From Sausage Fest in Basel to a pork feast in Tuscany, Sibilla's birthday at Villa Paterno was a true celebration of all things pig. The spit roasted Cinta Senese adolescent in the photos was a gift from her half brother Tillo and the offspring of two Cinta Senese pigs serendipitously found wandering around his garden a few years ago.
This ancient breed of Sienese pig, native only to the Chianti region since at least the 14th century, is identifiable in life by white forelegs and shoulders (cinta is Italian for 'belt' in reference to this distinct stripe of white skin) and in death by an extremely high proportion of fat to meat.
Reared semi-wild on a diet consisting mainly of grass, chestnuts and acorns, both flesh and fat are highly prized, being rich, fragrant and highly flavourful. The Cinta Senese almost became extinct when farmers shunned the high production costs involved and opted to raise modern breeds of white pigs, seen as more economical and suited to today's market demand. Thankfully a few dedicated breeders in the Sienese Mountains refused to give up, and a recent revival of interest in Cinta pork has helped to prevent this unique breed from disappearing altogether.
Today there are roughly eighty Cinta breeders in Tuscany. With creatures this special it feels all the more important to ensure that not a single part of the animal is wasted.
Our little pig was spit roasted on Saturday night by Marinella's husband.
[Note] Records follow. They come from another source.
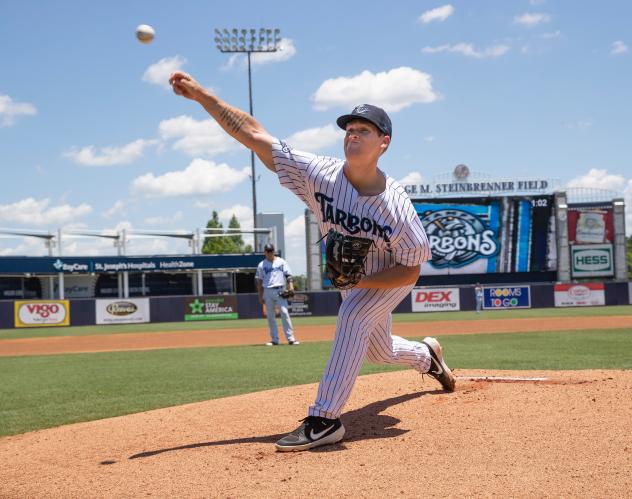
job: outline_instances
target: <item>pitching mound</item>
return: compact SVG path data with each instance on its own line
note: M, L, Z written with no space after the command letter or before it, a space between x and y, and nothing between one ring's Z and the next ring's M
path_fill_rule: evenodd
M345 440L309 452L273 443L305 416L315 385L5 437L0 496L629 494L632 372L457 375L453 394L414 371L359 378Z

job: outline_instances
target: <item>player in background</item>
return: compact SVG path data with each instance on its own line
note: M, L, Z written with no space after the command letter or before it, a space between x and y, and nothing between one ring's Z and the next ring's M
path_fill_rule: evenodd
M292 319L290 319L290 312L288 311L287 299L279 296L279 293L285 288L286 282L287 289L294 291L292 271L283 258L274 254L273 244L266 244L263 247L263 251L266 257L257 266L255 283L259 293L259 304L264 307L270 329L270 341L266 345L276 346L279 344L279 329L275 315L277 305L281 311L281 324L283 325L283 333L288 344L299 345L300 342L294 338L294 328L292 327Z
M345 130L345 160L294 151L270 135L254 117L230 106L177 71L174 92L201 104L233 138L257 154L316 215L321 234L329 229L370 238L375 246L359 284L342 291L336 336L314 405L301 425L276 443L277 450L306 450L340 441L340 414L366 358L413 367L454 391L456 378L435 338L409 341L391 334L391 312L417 282L430 246L404 189L382 172L378 159L392 137L380 108L357 106L337 124Z
M480 314L483 308L483 288L479 282L474 287L474 298L476 298L476 313Z

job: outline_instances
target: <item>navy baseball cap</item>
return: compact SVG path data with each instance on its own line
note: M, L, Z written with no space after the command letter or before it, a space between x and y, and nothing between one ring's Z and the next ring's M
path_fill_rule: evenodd
M270 243L266 244L263 247L263 251L274 251L274 244L270 244Z
M347 123L352 120L366 120L373 123L384 135L393 136L393 125L386 111L381 107L371 104L360 104L356 106L351 114L343 114L336 120L336 123L343 130L347 129Z

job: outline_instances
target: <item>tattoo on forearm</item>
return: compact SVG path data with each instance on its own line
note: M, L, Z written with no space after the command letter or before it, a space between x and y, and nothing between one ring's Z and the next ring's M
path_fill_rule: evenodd
M226 128L232 133L241 130L242 125L248 119L248 115L242 111L232 110L230 108L222 109L219 114L219 120L226 125Z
Great chunks of fatty, tender meat and crisp blackened skin were piled onto wide shallow dishes and served with raw marinated courgettes, melted courgettes and courgette parmigiana, thanks to a garden glut of guess what?
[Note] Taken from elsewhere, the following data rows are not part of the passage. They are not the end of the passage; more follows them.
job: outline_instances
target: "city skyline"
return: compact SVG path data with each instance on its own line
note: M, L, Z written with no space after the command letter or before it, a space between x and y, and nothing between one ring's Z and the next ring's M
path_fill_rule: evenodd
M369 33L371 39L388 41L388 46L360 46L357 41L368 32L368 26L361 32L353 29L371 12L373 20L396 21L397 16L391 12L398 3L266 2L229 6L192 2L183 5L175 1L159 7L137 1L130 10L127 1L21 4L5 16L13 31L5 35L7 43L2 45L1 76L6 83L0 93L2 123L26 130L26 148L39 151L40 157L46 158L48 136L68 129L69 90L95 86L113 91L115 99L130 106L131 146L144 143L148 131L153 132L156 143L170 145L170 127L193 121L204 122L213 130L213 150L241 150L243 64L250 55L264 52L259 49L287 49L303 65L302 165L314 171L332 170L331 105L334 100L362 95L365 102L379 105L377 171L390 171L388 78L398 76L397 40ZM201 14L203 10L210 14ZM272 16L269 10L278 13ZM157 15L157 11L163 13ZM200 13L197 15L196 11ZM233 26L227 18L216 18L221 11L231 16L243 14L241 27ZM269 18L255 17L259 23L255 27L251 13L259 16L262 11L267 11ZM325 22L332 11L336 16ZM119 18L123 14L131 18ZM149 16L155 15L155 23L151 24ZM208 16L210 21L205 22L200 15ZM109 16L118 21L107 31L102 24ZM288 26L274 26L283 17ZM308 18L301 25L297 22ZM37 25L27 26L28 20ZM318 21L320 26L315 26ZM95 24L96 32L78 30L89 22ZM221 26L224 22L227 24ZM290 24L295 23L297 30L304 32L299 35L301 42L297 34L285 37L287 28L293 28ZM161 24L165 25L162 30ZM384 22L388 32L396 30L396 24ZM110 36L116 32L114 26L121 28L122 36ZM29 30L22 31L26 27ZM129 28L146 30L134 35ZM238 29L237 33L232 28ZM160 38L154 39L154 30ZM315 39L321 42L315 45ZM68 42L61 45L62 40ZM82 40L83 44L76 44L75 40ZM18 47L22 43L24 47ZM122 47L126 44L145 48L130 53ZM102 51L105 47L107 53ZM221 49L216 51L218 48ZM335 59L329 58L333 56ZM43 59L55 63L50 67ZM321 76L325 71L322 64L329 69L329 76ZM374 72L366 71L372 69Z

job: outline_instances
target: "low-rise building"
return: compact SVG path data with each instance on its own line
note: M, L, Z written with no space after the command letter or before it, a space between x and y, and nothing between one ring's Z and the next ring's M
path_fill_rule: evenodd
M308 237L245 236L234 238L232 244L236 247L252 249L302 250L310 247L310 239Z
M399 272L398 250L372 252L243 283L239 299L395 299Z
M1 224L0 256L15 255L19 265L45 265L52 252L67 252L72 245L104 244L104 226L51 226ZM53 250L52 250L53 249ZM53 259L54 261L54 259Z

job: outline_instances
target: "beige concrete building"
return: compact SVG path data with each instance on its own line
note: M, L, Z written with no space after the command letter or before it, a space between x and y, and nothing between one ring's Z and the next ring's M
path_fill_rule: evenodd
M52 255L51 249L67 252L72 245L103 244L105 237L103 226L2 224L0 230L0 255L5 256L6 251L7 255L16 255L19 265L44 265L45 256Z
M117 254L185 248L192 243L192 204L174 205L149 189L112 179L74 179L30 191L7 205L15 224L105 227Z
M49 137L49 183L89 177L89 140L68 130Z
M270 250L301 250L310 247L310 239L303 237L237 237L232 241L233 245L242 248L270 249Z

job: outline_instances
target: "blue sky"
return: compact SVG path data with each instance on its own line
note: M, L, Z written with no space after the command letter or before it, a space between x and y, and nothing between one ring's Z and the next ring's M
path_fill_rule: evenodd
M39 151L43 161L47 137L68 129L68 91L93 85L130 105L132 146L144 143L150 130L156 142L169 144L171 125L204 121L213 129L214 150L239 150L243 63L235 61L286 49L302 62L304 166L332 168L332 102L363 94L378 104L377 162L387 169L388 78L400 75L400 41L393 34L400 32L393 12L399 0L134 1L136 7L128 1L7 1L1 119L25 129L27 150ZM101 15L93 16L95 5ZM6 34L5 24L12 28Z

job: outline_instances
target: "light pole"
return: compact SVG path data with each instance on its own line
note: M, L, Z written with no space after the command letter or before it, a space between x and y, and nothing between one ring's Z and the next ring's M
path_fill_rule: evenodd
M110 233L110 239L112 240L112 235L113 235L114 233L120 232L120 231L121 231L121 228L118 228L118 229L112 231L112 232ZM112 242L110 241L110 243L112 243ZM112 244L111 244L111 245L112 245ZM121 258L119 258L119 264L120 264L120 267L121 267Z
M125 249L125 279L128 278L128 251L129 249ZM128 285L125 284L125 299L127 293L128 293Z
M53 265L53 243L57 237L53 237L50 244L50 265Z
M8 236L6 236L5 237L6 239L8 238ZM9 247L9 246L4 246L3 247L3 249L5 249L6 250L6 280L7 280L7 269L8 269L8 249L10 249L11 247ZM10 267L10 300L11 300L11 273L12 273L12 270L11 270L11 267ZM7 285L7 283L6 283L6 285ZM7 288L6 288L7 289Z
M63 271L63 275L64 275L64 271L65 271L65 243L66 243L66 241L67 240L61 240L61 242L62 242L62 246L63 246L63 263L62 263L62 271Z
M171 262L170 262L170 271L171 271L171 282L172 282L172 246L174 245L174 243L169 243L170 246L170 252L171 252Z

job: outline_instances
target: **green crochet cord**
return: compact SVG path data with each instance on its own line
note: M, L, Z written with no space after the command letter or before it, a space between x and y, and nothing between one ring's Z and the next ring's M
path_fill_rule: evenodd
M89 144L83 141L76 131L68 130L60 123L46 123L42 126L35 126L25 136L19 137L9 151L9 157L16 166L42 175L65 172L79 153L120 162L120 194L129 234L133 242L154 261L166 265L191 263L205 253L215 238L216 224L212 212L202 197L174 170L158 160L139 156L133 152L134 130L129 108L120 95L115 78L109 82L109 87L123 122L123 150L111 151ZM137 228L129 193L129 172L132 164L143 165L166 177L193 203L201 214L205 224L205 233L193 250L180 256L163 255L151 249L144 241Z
Being me, I noticed that the head, split in two, was left untouched in favour of less intimidating cuts and pounced, like a cat. First the brains were scooped out and eaten with a sprinkle of salt. They tasted like an unctuous, creamy, mild pâté. Two halves of a tongue swiftly followed suit. Finally a pair of cheeks, soft and porky, smeared with a whisper of sweet and sour chutney. It was a heaven-sent dinner.
The nest day leftovers were boiled into a meaty broth, rendered for lard, crisped back to the last slivers of crackling and shredded for a cold lunchtime salad with sliced red onion, fennel, tomatoes and lettuce, combined with a lemony mustard vinaigrette to help cut through the fat embalmed meat. Any further remainders were given to Clare and Matilda, white, fluffy Maremmano dogs who's ancestry dates back to the same period as the Cintas.
In my mind it doesn't take much to recall the the musky sweet scent of Cinta fat. We cooled it to a creamy white consistency and used it for days later, in wild boar cacciatora, to baste a roasting chicken, and for spreading over toasted Tuscan bread, rubbed with garlic and sprinkled with salt.